Exclusive: Stephen Rea on Stuck

Who knew being trapped in a car windshield could be such fun?

Although it's been 15 years, actor Stephen Rea is still best known for his role as Fergus the IRA volunteer who discovers his girlfriend is actually his boyfriend in the Oscar-winning drama that helped put Miramax on the map, 1992's The Crying Game. The Irish actor, who seems much younger than his 62 years, is about to make another splash in Stuck, a grisly new indie thriller in which he plays a homeless man who is trapped a car windshield after he is the victim of a hit-and-run accident.

"It works because it's not intellectual," he tells me over tea at the Dallas W. "It's about what you're seeing. It's about somebody with a thing shoved up their stomach. It's not that you can sit back and intellectualize or something. It's like, for f--k's sake!"

The night before, Stuck had screened as part of the Dallas AFI Film Festival. The audience -- myself included -- screamed with delight throughout.
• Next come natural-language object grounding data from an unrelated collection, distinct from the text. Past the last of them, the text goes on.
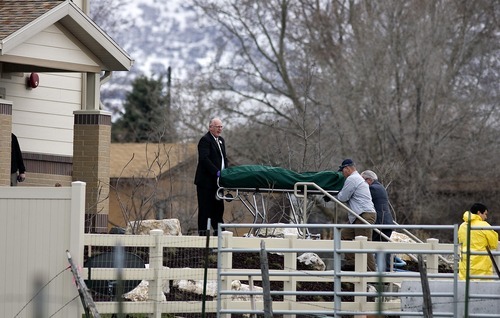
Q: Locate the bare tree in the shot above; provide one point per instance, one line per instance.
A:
(405, 88)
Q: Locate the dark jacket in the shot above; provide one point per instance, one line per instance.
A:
(209, 161)
(381, 202)
(16, 159)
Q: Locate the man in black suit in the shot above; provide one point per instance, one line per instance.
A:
(211, 161)
(16, 163)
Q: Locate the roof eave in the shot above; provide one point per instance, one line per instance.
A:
(112, 56)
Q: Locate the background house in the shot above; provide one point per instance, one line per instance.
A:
(63, 133)
(152, 181)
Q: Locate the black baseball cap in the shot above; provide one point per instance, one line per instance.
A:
(346, 163)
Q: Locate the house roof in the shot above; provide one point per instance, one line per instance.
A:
(21, 20)
(143, 160)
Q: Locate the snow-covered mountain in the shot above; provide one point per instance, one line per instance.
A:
(158, 34)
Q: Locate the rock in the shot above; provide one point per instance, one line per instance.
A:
(140, 293)
(400, 237)
(312, 259)
(169, 227)
(238, 286)
(196, 286)
(278, 231)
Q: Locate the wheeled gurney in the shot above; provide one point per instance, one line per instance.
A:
(270, 193)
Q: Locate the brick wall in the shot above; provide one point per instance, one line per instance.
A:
(91, 147)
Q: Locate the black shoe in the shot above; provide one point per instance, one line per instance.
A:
(347, 267)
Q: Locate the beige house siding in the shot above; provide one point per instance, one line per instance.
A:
(42, 118)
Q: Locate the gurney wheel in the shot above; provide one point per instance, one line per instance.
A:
(229, 197)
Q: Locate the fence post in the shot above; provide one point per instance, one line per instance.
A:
(226, 263)
(433, 259)
(290, 264)
(155, 290)
(360, 263)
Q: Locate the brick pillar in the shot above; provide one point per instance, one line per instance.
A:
(5, 141)
(91, 146)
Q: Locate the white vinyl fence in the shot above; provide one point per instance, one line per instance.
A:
(37, 226)
(357, 300)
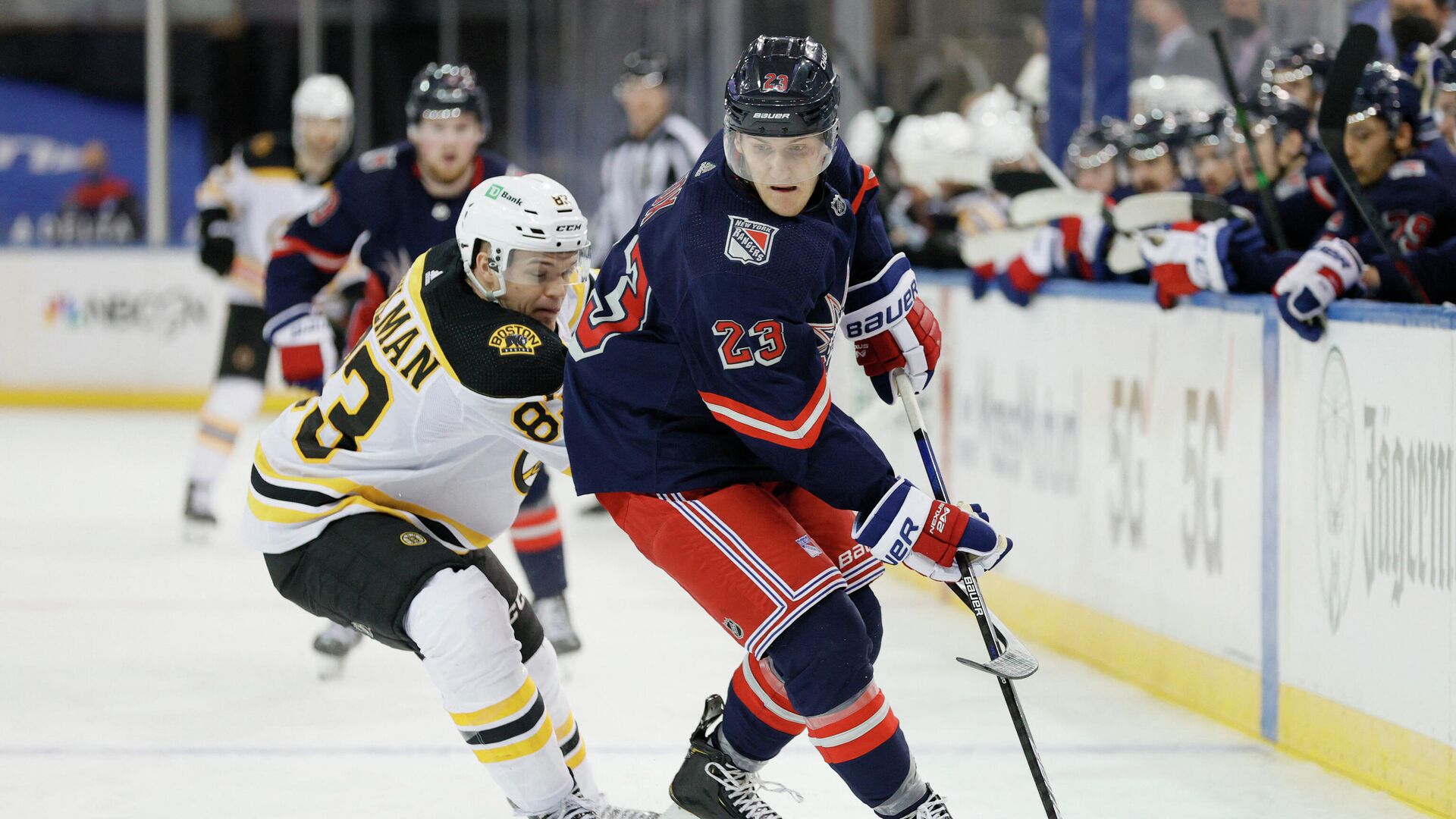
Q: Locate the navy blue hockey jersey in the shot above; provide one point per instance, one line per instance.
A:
(701, 359)
(378, 193)
(1413, 203)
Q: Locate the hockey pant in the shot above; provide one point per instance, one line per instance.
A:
(237, 395)
(777, 569)
(475, 632)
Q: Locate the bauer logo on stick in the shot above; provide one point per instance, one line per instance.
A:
(516, 340)
(748, 242)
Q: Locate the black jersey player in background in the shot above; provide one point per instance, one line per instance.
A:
(403, 200)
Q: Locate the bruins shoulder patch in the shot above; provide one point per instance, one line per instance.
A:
(268, 149)
(516, 340)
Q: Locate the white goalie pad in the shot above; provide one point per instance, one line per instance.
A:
(1046, 205)
(1125, 257)
(996, 246)
(1150, 210)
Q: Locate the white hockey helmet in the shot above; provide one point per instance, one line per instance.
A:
(520, 218)
(938, 148)
(324, 96)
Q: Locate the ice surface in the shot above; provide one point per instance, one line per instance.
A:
(146, 676)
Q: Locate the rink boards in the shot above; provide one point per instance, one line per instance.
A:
(1247, 523)
(1244, 522)
(115, 327)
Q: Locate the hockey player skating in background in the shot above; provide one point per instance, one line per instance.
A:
(406, 197)
(376, 500)
(696, 407)
(245, 206)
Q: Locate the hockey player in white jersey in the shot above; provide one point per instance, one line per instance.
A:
(243, 207)
(376, 500)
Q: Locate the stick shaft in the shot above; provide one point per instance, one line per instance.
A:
(1354, 55)
(1241, 112)
(970, 594)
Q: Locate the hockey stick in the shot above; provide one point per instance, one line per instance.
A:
(1334, 114)
(1242, 115)
(970, 594)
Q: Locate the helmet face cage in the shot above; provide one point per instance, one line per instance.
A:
(444, 93)
(641, 69)
(1296, 61)
(1091, 148)
(1153, 136)
(1388, 93)
(780, 161)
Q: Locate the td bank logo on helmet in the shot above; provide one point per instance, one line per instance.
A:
(500, 193)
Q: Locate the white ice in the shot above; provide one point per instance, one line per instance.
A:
(147, 676)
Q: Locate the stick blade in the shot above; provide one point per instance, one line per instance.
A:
(1011, 665)
(1354, 55)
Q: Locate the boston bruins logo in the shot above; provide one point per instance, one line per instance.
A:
(516, 340)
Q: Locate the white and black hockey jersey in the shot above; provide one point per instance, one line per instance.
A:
(441, 416)
(637, 171)
(262, 193)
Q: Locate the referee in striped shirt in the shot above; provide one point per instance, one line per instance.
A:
(658, 149)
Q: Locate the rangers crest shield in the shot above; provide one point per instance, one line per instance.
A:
(748, 241)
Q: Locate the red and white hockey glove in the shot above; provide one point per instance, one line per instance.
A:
(1187, 259)
(1327, 271)
(1030, 270)
(306, 347)
(924, 534)
(892, 328)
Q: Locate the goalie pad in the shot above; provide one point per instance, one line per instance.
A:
(1049, 205)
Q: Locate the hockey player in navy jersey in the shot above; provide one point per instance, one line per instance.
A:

So loudly, in fact, that at one point I watched Rea turn to his seat-mate, Stuck screenwriter John Strysik, and pump his fist in triumph.

Although clearly in the suspense/thriller vein, Stuck has the blood and gore of a horror movie, which makes sense -- he is impaled on glass in a windshield, after all. "It's pretty horrific, but when you mean horror, you usually mean fantasy, don't you? You usually mean people with capes and teeth," Rea jokes. As Strysik so aptly points out, the horror in this story is what the characters in it do to each other.

More shocking, perhaps, than Stuck's gore-factor is the fact that it is actually inspired by a true story. "I think it's important to say that it bears no relation to the characters of the original people," Rea points out. "But when I think about it being based on a real story, I don't think you could make it up. I don't think it would occur to you to write a story about a guy going through the windshield of a car and a woman driving -- you wouldn't make that up."

For Rea, taking the role was a no-brainer. "It was just one of those happy moments when you receive a script and you say, 'This is really brilliant' and you know that you have to do it," he tells me. The part was somewhat physically demanding, what with his having to lay around in the windshield for a good bit of the time. "I didn't mind being by myself. It was fine. It just was a bit uncomfortable, but it's like the basis of acting, kids' acting, playing being dead or being hurt. That's how you start being interested in acting when you're a little kid. So it's great to go back to something that -- I don't mean this in a pejorative way -- that's completely non-intellectual. It's great fun actually. It's great fun to be wounded."

Rea is thankful, however, for the movie's indie budget and concurrent tight schedule. "That's the only mercy to it," he quips. "If it were a bigger budget, you'd be lying around a lot longer. That's for sure."

Stuck opens in select theaters this Friday, May 30, 2008.